Efendim bir sendikamız müthiş bir karar almış ve bundan böyle memurlarımız sakal bırakabilecek, kravat takmayacaklar. Sakal önemlidir hem de çok önemlidir, memurlarımızın ve ülkemizin birinci sorunudur. Eğer bu problem çözülmese maazallah yer yerinde oynar, kıyamet kopabilir. Adil bir atama yönetmeliği, liyakat ehli kişilerin önü açılsın, mülakatlar kalksın, torpil olmasın, hak edene hakkı verilsin, kadrolar güvende olsun bunlar da ne arkadaş, sakal kadar mı önemli mi?
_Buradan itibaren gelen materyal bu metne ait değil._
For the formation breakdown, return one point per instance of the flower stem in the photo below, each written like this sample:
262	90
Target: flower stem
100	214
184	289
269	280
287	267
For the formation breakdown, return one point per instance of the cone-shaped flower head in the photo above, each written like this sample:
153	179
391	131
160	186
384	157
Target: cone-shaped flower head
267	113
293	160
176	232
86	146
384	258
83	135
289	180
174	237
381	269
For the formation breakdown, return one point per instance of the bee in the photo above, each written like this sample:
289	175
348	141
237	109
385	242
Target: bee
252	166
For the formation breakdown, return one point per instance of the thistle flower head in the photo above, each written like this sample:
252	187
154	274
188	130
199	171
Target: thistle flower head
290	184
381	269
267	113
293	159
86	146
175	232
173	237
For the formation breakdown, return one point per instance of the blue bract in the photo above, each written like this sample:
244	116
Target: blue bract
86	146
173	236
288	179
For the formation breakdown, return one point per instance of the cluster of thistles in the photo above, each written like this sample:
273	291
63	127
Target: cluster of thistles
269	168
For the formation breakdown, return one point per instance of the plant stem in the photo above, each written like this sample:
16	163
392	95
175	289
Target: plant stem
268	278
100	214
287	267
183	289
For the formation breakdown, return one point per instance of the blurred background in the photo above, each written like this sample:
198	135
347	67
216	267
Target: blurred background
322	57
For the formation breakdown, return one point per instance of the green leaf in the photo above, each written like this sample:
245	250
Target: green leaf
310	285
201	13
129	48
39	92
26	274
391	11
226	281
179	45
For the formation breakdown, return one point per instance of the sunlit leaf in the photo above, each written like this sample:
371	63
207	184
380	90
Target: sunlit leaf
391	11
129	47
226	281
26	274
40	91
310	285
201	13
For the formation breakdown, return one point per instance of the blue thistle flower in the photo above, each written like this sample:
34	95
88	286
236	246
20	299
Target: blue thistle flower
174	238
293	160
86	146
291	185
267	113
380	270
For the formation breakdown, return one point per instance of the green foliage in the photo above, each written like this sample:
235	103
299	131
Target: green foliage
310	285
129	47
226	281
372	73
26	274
Yok efendim sözleşmelilik kölelikmiş, aileler parçalanıyormuş, eşit işe eşit ücret verilmiyormuş boş verin bunları sakal var mı sakal, siz ondan haber verin.
Devletin her kademesinde farklı cemaat, vakıf dernek yapılanmaları varmış, milli eğitim adeta bunlara terk edilmişmiş, 3600 ek gösterge sürüncemede bırakılmış, diğer memurların adı bile geçmiyormuş boş verin, siz sakaldan haber verin o her şeyi çözer.
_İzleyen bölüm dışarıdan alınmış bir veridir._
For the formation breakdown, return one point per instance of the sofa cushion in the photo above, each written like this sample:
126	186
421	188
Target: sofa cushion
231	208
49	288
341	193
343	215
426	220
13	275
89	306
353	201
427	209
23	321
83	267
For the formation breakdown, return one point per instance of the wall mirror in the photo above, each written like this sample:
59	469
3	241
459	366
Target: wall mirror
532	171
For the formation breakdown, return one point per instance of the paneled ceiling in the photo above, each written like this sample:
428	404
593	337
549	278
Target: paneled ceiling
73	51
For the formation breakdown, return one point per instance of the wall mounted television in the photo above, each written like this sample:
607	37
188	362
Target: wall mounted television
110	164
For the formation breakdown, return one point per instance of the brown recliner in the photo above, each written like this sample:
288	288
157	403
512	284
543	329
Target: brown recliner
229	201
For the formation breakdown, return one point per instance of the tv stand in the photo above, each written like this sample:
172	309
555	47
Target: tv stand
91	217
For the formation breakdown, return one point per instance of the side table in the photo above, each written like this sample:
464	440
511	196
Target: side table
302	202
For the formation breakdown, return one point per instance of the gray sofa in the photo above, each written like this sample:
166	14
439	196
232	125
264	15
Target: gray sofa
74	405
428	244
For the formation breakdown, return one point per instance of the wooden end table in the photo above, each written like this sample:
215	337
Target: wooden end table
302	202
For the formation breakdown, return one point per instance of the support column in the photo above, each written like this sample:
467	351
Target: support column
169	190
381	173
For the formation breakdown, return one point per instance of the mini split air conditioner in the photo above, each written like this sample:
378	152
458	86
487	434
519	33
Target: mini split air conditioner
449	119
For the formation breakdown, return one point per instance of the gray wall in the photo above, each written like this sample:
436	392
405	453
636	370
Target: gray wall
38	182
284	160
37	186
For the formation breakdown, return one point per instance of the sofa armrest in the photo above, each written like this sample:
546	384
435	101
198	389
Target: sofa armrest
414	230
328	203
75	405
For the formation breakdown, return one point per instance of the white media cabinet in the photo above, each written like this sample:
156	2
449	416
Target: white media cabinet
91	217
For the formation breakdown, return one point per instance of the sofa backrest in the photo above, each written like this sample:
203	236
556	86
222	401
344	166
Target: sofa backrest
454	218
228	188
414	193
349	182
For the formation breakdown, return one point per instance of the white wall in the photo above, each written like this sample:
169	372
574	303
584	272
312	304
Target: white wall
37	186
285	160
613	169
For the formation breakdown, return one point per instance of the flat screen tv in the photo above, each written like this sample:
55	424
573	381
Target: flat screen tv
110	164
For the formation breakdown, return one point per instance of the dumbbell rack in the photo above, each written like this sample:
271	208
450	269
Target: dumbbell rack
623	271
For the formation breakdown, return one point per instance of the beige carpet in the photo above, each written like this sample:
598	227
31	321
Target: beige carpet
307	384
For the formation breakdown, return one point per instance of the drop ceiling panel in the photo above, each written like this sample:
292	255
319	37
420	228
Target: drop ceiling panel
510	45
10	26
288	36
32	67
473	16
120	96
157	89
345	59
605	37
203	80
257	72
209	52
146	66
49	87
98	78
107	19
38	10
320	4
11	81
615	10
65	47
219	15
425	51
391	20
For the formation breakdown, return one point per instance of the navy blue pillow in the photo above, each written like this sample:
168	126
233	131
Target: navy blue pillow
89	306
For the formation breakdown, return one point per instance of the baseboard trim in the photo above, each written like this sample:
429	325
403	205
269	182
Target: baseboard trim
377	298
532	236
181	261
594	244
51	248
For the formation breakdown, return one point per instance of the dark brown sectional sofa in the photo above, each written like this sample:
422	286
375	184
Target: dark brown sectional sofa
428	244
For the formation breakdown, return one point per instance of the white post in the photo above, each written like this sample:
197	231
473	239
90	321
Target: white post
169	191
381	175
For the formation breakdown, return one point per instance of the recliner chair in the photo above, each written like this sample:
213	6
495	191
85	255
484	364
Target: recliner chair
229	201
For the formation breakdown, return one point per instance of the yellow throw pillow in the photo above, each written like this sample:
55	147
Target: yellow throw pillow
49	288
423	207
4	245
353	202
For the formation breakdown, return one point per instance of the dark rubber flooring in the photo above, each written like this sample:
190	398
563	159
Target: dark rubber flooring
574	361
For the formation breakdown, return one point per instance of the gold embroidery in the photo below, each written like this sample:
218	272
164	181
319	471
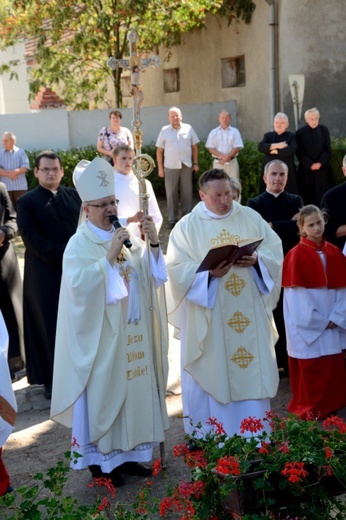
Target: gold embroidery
224	238
239	322
242	357
234	284
125	272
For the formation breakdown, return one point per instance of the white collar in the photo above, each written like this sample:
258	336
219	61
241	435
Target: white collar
214	215
101	233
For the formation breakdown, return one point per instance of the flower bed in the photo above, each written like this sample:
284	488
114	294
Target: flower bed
296	469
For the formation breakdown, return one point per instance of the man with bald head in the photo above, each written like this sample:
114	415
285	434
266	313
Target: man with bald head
177	158
224	143
14	164
280	144
224	315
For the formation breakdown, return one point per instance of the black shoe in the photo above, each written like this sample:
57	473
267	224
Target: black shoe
48	391
134	468
117	480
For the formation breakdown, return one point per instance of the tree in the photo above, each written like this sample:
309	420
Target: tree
72	40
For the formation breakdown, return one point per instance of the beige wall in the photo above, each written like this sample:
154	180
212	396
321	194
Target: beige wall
14	93
199	61
313	42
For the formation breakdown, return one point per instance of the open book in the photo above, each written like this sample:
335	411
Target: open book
229	253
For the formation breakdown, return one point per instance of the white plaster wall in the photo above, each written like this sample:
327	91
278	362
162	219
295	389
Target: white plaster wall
14	93
39	130
60	129
313	43
199	61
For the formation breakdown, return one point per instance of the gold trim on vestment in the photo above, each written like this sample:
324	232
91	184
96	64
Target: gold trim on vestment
242	357
235	284
224	237
239	322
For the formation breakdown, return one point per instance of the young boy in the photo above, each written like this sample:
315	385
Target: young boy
127	192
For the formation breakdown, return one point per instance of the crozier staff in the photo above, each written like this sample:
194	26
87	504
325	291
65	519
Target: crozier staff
105	346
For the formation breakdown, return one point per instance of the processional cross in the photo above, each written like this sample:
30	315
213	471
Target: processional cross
143	164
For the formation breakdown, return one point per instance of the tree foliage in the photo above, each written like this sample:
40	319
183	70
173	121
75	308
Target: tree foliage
74	39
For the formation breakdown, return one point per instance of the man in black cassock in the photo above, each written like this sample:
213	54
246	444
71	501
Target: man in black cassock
280	144
11	287
47	218
280	209
313	151
334	204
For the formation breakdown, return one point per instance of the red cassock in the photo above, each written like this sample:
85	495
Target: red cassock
318	384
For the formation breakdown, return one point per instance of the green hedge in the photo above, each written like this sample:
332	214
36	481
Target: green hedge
250	162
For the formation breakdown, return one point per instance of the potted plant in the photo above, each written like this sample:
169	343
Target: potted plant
282	468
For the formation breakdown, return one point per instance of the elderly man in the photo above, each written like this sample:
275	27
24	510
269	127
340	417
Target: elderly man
127	191
110	368
177	158
313	152
224	143
333	203
47	218
280	209
14	164
280	144
224	315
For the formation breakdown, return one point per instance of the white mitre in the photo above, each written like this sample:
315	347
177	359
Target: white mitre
94	180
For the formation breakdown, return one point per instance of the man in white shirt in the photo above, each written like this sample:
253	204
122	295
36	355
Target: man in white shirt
224	143
177	158
14	164
127	192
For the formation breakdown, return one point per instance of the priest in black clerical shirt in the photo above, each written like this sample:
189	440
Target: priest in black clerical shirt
280	209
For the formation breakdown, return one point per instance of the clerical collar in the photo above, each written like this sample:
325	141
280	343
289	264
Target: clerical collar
214	215
101	233
276	195
124	176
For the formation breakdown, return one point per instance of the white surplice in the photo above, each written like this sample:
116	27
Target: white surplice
108	362
127	192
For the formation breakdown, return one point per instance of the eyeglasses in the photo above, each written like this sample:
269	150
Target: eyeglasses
112	204
47	170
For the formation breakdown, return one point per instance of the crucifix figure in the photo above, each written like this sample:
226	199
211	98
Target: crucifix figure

Bu ülkede adalete güven dip yapmış, adam kayırmacılığı zirve yapmış, hukukun üstünlüğü zarar görmüş, memurun iş güvencesi tartışılıyormuş boş verin sakal önemlidir sakal!..
Efendim memur enflasyona ezdirilmiş, toplu görüşme masası üç buçuk atmış, enflasyon farkı lütfedilmiş, toplu görüşme masası al gülüm ver gülüme çevrilmiş, boş verin bunları sakal var mı sakal!.
Memur dertlerine çözüm arıyor, yetkili sendika bir elinde ayna bir elinde cımbız sakalını garantiye alıyor. Niyazi Mısri ne de güzel söylüyor bu kerameti sakal da görenlere;
“Gel ey sofi çıkar sofu kıl insaf,-Ko suret düzmeği kıl içini saf.-Riya ile bu ömrü nazenini,
Nice bir sarf edip edersin israf!..”
Ey görüntüde kalan ham sofu,insaf edip kılık kıyafet düzmeyi, şekli şemali tabu haline getirmeyi bırak da, içini derle topla, içini temizle Allah aşkına be yahu!..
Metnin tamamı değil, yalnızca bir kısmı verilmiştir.